Dear Annie: Like “Brokenhearted Mom,” I, too, kicked my son out of the house, although he was 17, not 21. I basically raised him alone since he was 3. We had a tumultuous relationship, he was into drugs and alcohol like his father, and I just couldn’t take it anymore.
He stumbled through life, eventually moving to a city 90 miles away. We maintained contact for a while, and then he dropped out of my life for a year. He would not answer any of my texts or calls. The only thing that kept me sane was the thought that if something terrible happened, the police would notify me.
My son finally contacted me when he hit bottom from a gambling addiction (on top of everything else). He asked to come home for a bit to get back on track, and I let him. That was five years ago. He is now 26 and still not where I would like him to be, but he is working and self-sufficient, and happier and more satisfied with his life. The best part is, we have a relationship again and often tell each other “I love you” — something I had wondered whether he felt for me.
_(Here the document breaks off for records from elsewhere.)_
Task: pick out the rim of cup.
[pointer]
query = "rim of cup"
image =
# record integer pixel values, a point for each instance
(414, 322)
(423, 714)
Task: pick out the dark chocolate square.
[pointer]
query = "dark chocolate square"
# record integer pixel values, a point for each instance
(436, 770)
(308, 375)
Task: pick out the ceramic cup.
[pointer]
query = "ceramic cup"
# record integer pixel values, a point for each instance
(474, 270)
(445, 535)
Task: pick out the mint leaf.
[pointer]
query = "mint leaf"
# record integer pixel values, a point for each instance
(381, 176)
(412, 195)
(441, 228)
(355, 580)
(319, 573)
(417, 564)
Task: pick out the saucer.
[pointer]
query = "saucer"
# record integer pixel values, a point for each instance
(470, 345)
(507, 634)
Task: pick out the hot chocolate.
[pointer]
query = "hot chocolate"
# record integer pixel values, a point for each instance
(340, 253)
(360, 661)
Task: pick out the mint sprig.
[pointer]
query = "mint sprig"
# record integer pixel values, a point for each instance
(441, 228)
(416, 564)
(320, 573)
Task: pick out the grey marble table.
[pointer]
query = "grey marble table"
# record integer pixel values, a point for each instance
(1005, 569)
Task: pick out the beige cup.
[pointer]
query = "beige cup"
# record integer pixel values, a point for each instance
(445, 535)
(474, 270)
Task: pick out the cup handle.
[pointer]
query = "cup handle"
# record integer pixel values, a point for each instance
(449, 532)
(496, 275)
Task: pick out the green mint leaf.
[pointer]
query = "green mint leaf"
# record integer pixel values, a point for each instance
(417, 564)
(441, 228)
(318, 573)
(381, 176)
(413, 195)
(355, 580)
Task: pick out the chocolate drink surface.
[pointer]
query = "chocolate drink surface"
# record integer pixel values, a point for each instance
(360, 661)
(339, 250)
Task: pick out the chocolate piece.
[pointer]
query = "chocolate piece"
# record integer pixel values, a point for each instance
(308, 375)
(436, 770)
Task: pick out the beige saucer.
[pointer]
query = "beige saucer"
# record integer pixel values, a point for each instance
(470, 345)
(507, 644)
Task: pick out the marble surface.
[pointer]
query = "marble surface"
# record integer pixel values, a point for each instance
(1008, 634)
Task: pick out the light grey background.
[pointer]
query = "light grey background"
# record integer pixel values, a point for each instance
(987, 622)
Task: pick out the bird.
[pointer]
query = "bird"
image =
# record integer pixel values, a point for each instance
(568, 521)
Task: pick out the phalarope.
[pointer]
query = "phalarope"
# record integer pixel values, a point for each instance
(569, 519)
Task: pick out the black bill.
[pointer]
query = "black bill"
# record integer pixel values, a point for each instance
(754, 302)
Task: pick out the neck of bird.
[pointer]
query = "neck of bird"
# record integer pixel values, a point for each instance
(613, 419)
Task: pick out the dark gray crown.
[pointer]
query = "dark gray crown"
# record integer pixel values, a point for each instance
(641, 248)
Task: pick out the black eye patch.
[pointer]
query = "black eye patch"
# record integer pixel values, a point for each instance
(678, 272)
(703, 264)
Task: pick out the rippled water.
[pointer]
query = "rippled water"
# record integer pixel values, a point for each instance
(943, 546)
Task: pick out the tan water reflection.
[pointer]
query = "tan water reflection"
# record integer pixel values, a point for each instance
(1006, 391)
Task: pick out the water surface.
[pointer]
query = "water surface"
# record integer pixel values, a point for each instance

I just want to tell “Brokenhearted” to keep the contact via text, voicemails, whatever. Don’t ever give up on your son. Someday he will need you and want you back in his life.
-- Blessed Mom
Dear Blessed: We are so glad things worked out between you and your son, and we appreciate your words of hope. Some addictions are too difficult to overcome, however, and parents must learn to accept that which they cannot change. We hope you know how fortunate you are.